Art Books
Ulises Carrión's Sonnet(s)
First published in 1972 as a typewritten staple-bound mimeograph book, the republication of this bookwork as a trade paperback gives it a new afterlife.

Sonnet(s)
(Ugly Duckling Presse, 2020)
Sonnet(s)
(In-Out Productions, 1972)
Artist, writer, and publisher Ulises Carrión is historically remembered for his oft-quoted essay, “The New Art of Making Books” (first published in 1975 and republished over the years) in which he claims, “In the old art the writer writes texts. In the new art the writer makes books.” In addition to Carrión’s writing on theories of bookmaking, bookworks (his term for his art in book form), and mailworks (his term for his mail art), he also published several of his own bookworks. Sonnet(s) was first published by In-Out Center Productions (co-founded by Carrión) in 1972 as a typewritten staple-bound mimeograph book of 44 versions of Pre-Raphaelite Dante Gabriel Rossetti’s sonnet “Heart’s Compass” (1871). True to the ethos of Carrión’s own experiments in typography and plagiarism (his term for appropriation literature), Ugly Duckling Presse has republished this bookwork in a new form: as a trade paperback encased in a blue letterpress softcover. It opens with plain unpaginated pages featuring the 44 plagiarized sonnets, with lengthy backmatter including essays by bookbinders, poets, and scholars such as Mónica de la Torre, Michalis Pichler, and Annette Gilbert, as well as bibliographies of Carrión’s writing, a recommended reading list, and “A Note on the Edition.” (This backmatter is distinguished by the soft blue color of the pages and inclusion of page numbers.) As bookbinder India Johnson distinguishes in her essay, “To reprint a text is to reincarnate. To republish a book is to resurrect.” Here, Sonnet(s) is reincarnated into a new body, given a new afterlife in a new literary arts landscape.
It begins with the “Borrowed Sonnet,” a sly hint at what the contents hold, since nowhere in the original is the poet’s first author credited. Other poems include, “Capital Sonnet,” “Underlined Sonnet,” “Footnote Sonnet,” “Religious Sonnet” (with an “Amen” added at the end), and “Dated Sonnet” (with “Amsterdam, 9 April 1972” added at the end). The repetition of the essentials of the text makes flipping through the pages like reading a children’s spot-the-difference book. Poet and translator Mónica de la Torre opens her essay in the book with a reference to Carrión’s 1973 diptych: “Dear reader. Don’t read.” Made the year following the original publication of Sonnet(s), both have the same effect. Sonnet(s) takes a few pages before we realize the conceit, the repetition, and begin to look rather than read—spot the difference?

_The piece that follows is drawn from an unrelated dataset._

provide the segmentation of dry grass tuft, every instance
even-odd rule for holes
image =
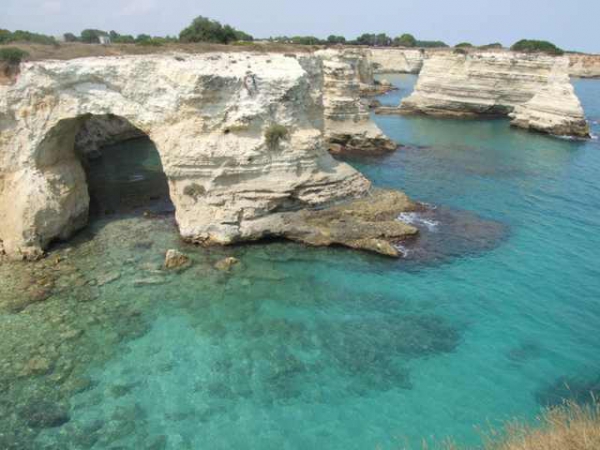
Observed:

While Carrión certainly was interested in the materiality of language, and language on the page, this book is not an inventive exploration of how Rossetti’s words can transform the page space, and thus is not in the vein of concrete poets. “Rather than positing that poetic subject matter is what distinguishes a poem from ordinary language,” de la Torre explains, “Carrión’s proposition is almost tautological: a poem is a poem if it looks or sounds like a poem.” As writer and scholar Felipe Becerra notes, “it proceeds in a rather subtle, almost minimalist fashion, altering Rossetti’s sonnet one specific procedure at a time—one key at a time, even.” Sonnet(s) becomes then, not an exploration of language as much as of text, specifically typewritten letters—a prelude to Carrión’s later interest in contents versus container. The words themselves and their meaning become secondary (note here, my purposeful choice not to quote any lines of the poem, only Carrión’s chosen formatting of them).
Sonnet(s) is a humorous visual-verbal language game, one that rewards continued looking. In its reincarnated form, the poems are sequenced on facing pages, instead of the single page format of the original which had printing only on the right side—each poem replacing the previous like a flip-book. The endpapers feature a William Morris-era design, a nod to the still unnamed first author. In this new container, the blue backmatter pages take up more space than Carrión’s, suggesting the need for more detailed study and contextualization of his bookworks. But the essays also give the book heft, transforming a slim chapbook into a 100-plus page critical study—a very different container than the 1972 edition. Sonnet(s) gives needed weight to Carrión and an opportunity to both see and read him—Dear Reader. Don’t Read. The backmatter encourages us to go back and not read again, a necessary expansion of Carrión’s legacy.